A taxpayer has won the latest round in what has been described as landmark litigation against the Indian tax authorities that centred on the methodology used to choose comparables to benchmark the profits of an Indian taxpayer.
The Delhi Bench of the Income Tax Appellate Tribunal (ITAT) ruled on November 2 that a transfer pricing officer was not correct to reject the comparables used by Mentor Graphics, a captive service provider, to price the software development services it provided IKOS Systems, its US parent company, in 2001 and 2002.
The Commissioner of Income Tax (Appeal) had sided with the transfer pricing officer, so Mentor appealed to the ITAT.
Mentor had chosen the transactional net margin method to benchmark their transactions and the Tribunal judged that it had gone about the choice in the correct way.
The Tribunal said a taxpayer didn't have to satisfy all points in a range of prices to establish that the arm's length price they came to was valid.

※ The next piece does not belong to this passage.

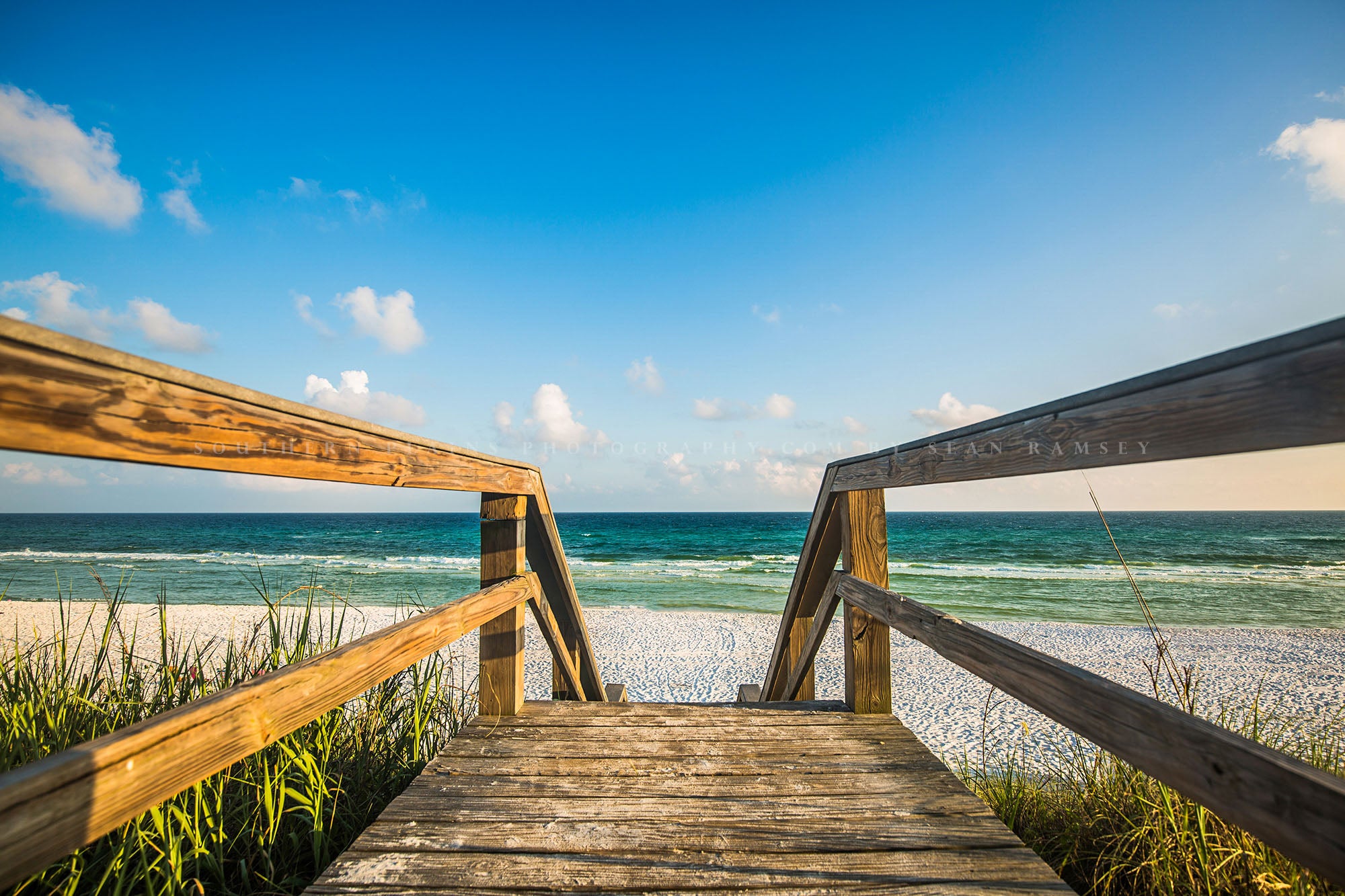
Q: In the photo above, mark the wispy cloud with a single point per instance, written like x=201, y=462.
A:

It said adjustments were necessary if a taxpayer's characteristics, such as its functions, risks and assets, and that of the comparables it had chosen were different.
"The observation of the Tribunal on the selection of comparables and the due emphasis on function, asset and risk analysis will assist in resolving TP
disputes specially in the cases of outsourcing units," said Samir Gandhi of Deloitte, Haskins & Sells.